Im Anschluss übergab sie das Wort an Ingo Espenschied. Der Politikwissenschaftler, der in Mainz, Paris und London studiert hat, ist ein ausgewiesener Kenner der deutsch-französischen Beziehungen. Auf sehr anschauliche und informative Weise schafft er es immer wieder, die Zuhörer zu fesseln und die Geschichte durch Anekdoten, historische Bilder und Wochenschauberichte sowie Ausschnitte aus Zeitzeugeninterviews als ein Event erleben zu lassen.

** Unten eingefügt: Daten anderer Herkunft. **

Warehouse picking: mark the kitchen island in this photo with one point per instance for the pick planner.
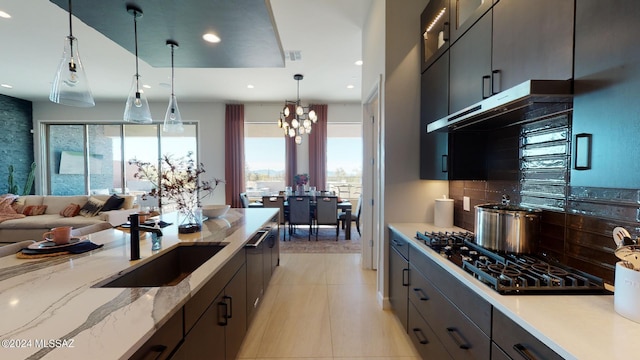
(51, 309)
(573, 326)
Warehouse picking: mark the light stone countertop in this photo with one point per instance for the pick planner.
(574, 326)
(53, 298)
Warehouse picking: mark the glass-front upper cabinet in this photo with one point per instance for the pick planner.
(464, 13)
(434, 23)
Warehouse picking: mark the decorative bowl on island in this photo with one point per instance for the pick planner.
(215, 211)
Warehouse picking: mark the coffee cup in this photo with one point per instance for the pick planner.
(59, 235)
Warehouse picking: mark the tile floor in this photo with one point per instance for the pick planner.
(323, 306)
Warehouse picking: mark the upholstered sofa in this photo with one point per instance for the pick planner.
(32, 227)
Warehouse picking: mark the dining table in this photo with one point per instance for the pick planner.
(344, 206)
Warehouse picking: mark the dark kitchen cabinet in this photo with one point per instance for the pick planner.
(423, 338)
(605, 105)
(511, 43)
(399, 277)
(445, 156)
(470, 66)
(458, 317)
(464, 13)
(434, 104)
(256, 270)
(531, 40)
(517, 343)
(215, 319)
(434, 22)
(163, 342)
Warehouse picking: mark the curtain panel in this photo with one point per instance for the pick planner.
(234, 154)
(318, 149)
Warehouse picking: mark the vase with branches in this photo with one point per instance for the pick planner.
(179, 181)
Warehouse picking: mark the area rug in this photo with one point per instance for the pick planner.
(299, 242)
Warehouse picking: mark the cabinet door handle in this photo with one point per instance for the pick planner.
(445, 31)
(420, 335)
(405, 277)
(495, 81)
(421, 294)
(230, 307)
(486, 86)
(522, 351)
(457, 338)
(222, 313)
(155, 352)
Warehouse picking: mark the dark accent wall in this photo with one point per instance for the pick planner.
(577, 222)
(16, 140)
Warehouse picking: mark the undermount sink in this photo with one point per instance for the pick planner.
(167, 269)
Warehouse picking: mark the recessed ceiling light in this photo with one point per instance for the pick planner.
(212, 38)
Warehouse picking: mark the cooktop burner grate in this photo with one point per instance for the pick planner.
(511, 274)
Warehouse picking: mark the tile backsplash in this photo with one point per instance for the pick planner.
(576, 222)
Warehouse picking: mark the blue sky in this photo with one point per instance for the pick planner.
(268, 153)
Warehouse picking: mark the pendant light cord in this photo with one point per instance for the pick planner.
(70, 30)
(172, 74)
(135, 32)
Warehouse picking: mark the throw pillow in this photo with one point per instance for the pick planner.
(33, 210)
(92, 207)
(71, 210)
(18, 205)
(113, 203)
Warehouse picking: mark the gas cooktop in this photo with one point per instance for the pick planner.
(512, 274)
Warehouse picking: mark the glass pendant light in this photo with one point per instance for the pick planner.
(137, 108)
(172, 119)
(302, 121)
(70, 85)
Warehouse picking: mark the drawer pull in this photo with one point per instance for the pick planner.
(396, 242)
(457, 338)
(420, 335)
(405, 279)
(230, 307)
(222, 313)
(420, 294)
(522, 351)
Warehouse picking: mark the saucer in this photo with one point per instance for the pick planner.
(49, 244)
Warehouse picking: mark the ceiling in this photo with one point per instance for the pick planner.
(327, 33)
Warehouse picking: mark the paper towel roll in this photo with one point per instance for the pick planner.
(443, 213)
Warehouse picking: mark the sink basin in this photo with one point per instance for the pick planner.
(168, 269)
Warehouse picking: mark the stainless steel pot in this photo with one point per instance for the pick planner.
(507, 228)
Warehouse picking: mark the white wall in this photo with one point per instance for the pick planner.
(395, 26)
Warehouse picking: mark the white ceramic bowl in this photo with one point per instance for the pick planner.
(214, 211)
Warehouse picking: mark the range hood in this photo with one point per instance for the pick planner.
(521, 103)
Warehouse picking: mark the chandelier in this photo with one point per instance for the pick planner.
(300, 122)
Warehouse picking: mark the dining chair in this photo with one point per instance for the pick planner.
(355, 216)
(299, 213)
(327, 213)
(276, 202)
(244, 200)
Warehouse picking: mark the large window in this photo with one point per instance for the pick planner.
(93, 158)
(264, 159)
(344, 159)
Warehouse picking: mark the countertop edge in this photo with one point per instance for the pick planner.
(571, 340)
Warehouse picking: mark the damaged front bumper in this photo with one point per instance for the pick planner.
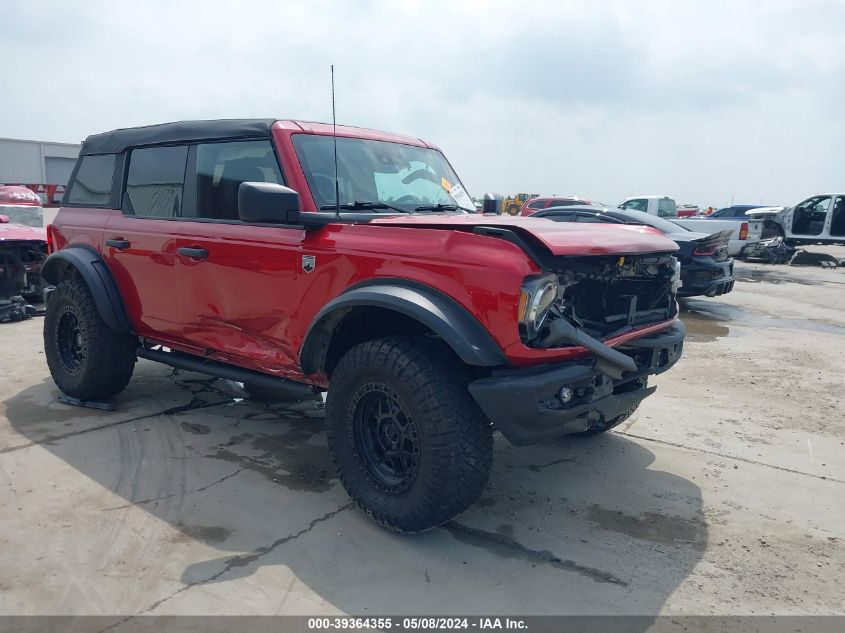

Zu Beginn ging er auf den Begriff der „Erbfeindschaft“ der beiden Länder ein und erläuterte, wie auch sein Vater, der 1906 geboren wurde noch auf seinen Wunsch in Frankreich zu studieren direkt vom „Erbfeind“ sprach. Dieser Sprachgebrauch war in seiner Zeit in die Wiege gelegt und spielte auch eine zentrale Rolle auf dem Weg zu den großen europäischen Kriegen.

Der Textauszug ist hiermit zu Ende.